Olson got the Excelsior racer in 2001 from Al Skrelunas who had been a national plate holder and hillclimb racer in the '40s and '50s. He shows up in race results as late as the '70s hillclimbing a Harley. When Al decided to sell the bike, Morto and Gina drove out from Montana to Portland on their first road trip together to buy the bike.

Skrelunas was in his 80s and moving into assisted living and selling the bike was very emotional. “We came to get it and it was his last bike,” said Olson. “He was crying and my wife was crying. He patted the fender and said ‘Goodbye baby.’ The bike has come full circle. Here it is, back for the show,”

Olson took the bike out to Bonneville in 2017 to race it but ended up not running due to magneto issues. Now he is thinking he may not race it. “I’m conflicted, It took me a lifetime to get the parts to get it running,” he said. “If it breaks I don’t know if I could fix it. I have an Excelsior bobber that I ride all the time but I don’t know if I will be able to find parts if I break it.” 

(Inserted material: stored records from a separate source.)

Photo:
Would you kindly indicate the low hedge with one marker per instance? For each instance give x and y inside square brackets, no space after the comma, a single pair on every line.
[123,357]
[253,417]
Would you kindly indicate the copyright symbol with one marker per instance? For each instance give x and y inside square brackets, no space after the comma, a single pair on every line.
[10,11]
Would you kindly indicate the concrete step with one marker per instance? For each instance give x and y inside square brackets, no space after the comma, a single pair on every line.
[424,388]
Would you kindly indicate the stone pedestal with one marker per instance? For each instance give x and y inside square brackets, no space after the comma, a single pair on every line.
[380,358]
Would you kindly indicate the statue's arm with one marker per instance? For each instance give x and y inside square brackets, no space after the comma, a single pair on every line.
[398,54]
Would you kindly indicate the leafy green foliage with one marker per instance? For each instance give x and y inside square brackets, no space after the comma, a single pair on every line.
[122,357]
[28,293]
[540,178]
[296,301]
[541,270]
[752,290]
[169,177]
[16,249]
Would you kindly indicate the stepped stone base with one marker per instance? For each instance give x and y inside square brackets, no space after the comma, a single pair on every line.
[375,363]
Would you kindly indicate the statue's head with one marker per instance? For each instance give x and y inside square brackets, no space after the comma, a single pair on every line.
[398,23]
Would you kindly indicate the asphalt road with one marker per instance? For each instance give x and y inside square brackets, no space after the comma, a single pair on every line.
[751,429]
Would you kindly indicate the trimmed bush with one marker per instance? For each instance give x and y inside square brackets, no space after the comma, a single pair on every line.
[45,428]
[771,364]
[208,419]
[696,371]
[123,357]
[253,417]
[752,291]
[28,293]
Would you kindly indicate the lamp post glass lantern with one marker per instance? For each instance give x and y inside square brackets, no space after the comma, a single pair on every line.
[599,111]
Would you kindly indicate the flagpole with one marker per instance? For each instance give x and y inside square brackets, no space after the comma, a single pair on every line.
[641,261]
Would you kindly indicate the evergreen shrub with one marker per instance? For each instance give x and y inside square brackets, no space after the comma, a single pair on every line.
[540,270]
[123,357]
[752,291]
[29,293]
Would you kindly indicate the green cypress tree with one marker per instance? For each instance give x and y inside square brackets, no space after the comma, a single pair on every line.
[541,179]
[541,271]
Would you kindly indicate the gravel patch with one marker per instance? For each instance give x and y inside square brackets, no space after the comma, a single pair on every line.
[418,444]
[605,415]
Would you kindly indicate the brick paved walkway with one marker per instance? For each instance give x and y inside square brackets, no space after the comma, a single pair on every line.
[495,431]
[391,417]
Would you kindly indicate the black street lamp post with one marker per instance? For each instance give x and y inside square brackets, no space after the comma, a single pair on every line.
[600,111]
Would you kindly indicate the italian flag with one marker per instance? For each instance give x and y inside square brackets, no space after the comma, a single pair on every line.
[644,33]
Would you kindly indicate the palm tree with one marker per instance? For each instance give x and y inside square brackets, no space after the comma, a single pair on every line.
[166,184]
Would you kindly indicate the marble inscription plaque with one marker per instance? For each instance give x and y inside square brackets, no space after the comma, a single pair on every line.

Before the Great Depression Excelsior (not to be confused with the English firm of Excelsior) was one of the big three American makers of motorcycles. Indian was in the top spot with Harley-Davidson and Excelsior following close behind. Excelsior was owned by the Schwinn bicycle company. As the depression deepened, Ignatz Schwinn determined that the long term prospects were not good and he shut down Excelsior in 1930 when they were at the height of their powers.

“Excelsior was a huge player,” said Olson. “All these revisionists say the Super X was a crappy bike but they are out of their minds.”